- IATA: none; ICAO: none; FAA LID: 23MU;

Summary
- Airport type: Public
- Owner: City of Osceola
- Serves: Osceola, Missouri
- Elevation AMSL: 900 ft / 274 m
- Coordinates: 38°01′07″N 093°41′36″W﻿ / ﻿38.01861°N 93.69333°W
- Interactive map of Osceola Municipal Airport

Runways
| Direction | Length |  | Surface |
| ft | m |
| 18/36 | 2,430 | 741 | Turf/gravel |

Statistics (2007)
- Aircraft operations: 470
- Based aircraft: 5
- Source: Federal Aviation Administration

= Osceola Municipal Airport (Missouri) =

Osceola Municipal Airport is a city-owned, public-use airport located two miles (3 km) south of the central business district of Osceola, a city in St. Clair County, Missouri, United States.

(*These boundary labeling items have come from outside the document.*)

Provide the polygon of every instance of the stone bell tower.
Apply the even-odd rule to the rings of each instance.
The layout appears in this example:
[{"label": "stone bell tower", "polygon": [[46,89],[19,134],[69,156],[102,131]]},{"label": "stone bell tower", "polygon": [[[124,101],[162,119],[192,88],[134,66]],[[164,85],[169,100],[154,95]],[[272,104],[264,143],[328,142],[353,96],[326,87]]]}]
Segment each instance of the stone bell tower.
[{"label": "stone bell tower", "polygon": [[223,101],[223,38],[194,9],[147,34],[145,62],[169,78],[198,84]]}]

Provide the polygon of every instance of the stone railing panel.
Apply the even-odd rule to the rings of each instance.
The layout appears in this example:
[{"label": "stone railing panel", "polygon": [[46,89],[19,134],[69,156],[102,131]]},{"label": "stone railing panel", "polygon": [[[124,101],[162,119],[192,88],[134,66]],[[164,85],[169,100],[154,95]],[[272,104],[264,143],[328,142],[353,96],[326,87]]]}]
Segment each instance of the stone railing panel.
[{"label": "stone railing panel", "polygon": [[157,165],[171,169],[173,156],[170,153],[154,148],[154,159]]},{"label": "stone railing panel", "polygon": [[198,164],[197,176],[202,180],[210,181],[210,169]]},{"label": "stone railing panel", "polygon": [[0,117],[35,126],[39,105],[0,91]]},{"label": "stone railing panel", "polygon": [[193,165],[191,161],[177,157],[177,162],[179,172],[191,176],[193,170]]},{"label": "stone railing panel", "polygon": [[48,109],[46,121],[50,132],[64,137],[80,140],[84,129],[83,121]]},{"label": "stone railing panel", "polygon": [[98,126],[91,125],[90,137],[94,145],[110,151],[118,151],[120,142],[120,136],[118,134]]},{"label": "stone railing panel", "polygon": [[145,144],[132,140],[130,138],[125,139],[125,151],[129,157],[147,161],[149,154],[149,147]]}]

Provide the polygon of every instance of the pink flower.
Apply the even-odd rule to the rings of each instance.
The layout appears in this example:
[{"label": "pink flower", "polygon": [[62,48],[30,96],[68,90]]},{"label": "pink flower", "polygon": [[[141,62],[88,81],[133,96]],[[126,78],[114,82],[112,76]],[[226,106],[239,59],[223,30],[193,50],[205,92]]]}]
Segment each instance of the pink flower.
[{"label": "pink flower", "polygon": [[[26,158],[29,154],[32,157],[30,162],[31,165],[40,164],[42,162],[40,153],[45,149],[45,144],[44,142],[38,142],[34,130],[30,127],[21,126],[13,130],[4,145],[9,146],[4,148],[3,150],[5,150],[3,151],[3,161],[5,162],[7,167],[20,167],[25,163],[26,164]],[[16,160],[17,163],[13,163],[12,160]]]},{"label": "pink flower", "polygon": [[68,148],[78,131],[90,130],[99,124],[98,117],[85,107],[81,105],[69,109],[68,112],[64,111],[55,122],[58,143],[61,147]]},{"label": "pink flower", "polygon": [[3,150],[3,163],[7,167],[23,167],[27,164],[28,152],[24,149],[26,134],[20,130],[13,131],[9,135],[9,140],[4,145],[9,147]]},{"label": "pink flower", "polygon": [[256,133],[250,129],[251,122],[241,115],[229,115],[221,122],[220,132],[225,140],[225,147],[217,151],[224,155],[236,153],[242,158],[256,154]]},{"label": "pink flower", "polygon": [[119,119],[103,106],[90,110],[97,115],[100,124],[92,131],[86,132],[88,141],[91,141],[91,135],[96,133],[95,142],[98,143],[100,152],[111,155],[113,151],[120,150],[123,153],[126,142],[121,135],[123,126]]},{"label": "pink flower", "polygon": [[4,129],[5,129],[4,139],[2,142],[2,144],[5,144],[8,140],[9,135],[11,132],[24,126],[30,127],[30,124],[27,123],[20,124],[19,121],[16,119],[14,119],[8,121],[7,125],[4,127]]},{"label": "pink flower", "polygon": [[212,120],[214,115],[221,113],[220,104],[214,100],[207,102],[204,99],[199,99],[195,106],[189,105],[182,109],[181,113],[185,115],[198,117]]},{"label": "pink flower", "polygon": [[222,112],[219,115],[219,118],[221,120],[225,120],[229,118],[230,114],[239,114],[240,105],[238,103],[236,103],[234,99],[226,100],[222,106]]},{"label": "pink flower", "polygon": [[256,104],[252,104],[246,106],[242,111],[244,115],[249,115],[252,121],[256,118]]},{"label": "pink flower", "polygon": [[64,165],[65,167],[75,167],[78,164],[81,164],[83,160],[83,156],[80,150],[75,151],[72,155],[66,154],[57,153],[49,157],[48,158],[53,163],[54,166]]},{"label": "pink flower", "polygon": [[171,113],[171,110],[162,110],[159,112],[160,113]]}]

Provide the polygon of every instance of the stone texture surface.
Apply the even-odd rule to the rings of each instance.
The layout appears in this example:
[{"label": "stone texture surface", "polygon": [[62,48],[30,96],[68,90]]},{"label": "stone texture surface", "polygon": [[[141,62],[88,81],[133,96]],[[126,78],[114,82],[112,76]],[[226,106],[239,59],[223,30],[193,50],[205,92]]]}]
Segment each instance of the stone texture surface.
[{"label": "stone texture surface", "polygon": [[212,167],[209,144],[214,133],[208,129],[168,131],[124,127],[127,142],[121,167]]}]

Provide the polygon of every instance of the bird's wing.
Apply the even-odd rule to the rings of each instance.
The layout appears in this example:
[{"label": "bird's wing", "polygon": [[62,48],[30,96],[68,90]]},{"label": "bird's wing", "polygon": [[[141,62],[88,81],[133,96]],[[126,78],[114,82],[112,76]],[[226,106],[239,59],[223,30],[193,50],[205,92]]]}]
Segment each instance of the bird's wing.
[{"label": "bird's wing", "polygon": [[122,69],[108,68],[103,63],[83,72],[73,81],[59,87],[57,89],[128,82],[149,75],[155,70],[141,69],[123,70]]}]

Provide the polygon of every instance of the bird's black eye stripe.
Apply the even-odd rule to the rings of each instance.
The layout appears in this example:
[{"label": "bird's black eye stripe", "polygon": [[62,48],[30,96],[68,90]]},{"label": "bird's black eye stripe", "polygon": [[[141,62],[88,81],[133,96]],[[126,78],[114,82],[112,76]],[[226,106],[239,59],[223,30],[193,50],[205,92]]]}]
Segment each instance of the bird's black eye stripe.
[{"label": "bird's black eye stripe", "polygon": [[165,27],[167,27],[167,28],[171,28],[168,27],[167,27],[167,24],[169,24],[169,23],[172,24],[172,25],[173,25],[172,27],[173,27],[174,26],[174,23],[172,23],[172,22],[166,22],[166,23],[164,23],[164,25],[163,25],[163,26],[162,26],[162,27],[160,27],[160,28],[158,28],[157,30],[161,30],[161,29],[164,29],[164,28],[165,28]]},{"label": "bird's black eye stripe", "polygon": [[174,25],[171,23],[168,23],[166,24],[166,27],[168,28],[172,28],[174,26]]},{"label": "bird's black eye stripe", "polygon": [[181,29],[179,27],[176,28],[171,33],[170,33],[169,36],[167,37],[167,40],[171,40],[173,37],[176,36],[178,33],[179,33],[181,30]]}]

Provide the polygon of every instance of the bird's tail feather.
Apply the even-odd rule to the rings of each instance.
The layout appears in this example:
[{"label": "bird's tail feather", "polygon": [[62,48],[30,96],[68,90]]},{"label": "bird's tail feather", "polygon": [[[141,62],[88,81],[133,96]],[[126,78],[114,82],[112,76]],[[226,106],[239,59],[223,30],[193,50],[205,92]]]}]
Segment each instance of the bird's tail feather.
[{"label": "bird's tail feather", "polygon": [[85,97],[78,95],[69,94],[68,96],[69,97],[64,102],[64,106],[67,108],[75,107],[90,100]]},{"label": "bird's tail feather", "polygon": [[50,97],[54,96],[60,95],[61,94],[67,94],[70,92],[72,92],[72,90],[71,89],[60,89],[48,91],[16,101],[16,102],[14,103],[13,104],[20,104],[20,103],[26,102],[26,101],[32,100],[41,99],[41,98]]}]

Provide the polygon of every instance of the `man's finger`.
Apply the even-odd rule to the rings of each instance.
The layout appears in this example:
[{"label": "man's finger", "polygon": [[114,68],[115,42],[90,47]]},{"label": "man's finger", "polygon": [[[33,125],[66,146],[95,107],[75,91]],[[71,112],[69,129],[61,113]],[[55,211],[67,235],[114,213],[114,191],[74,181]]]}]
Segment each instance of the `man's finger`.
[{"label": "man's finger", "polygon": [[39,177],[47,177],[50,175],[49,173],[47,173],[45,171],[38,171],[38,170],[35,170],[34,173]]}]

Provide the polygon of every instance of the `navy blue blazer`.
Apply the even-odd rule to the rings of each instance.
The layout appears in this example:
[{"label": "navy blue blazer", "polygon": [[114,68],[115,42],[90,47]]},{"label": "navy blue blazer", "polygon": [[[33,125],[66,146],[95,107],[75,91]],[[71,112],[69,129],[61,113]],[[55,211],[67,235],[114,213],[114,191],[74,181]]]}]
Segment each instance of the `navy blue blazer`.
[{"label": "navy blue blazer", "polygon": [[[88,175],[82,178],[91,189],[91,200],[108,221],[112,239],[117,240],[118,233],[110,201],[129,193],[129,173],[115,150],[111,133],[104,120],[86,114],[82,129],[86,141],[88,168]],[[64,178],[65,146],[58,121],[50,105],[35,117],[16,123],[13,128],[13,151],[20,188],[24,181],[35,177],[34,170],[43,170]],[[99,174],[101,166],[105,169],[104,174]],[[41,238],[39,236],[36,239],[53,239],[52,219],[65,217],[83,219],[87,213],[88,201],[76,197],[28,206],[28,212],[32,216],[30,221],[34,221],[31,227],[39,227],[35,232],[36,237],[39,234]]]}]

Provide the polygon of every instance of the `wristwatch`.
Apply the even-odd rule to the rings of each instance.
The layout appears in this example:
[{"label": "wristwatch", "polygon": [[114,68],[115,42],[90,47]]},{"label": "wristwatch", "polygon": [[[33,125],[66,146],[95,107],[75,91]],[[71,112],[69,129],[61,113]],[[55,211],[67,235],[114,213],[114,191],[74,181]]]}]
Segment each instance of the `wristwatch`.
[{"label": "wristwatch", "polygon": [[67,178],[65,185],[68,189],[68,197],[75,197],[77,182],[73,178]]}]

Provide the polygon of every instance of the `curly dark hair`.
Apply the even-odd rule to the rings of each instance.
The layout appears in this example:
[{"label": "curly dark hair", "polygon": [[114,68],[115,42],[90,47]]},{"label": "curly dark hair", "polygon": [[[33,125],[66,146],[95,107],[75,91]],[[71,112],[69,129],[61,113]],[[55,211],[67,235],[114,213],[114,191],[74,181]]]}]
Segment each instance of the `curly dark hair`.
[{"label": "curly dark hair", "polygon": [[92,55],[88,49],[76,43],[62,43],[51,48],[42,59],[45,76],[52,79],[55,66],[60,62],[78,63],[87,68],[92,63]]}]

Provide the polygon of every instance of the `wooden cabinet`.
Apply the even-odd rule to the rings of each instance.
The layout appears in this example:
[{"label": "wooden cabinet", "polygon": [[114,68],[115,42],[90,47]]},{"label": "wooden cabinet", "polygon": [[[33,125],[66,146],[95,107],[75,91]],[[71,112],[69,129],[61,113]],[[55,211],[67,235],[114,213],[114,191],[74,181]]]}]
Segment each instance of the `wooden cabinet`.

== Facilities and aircraft ==
Osceola Municipal Airport covers an area of 41 acre and has one runway designated 18/36 with a 2,430 x 74 ft (741 x 23 m) turf and gravel surface.

For the 12-month period ending June 12, 2007, the airport had 470 general aviation aircraft operations, an average of 39 per month. At that time there were 5 single-engine aircraft based at this airport.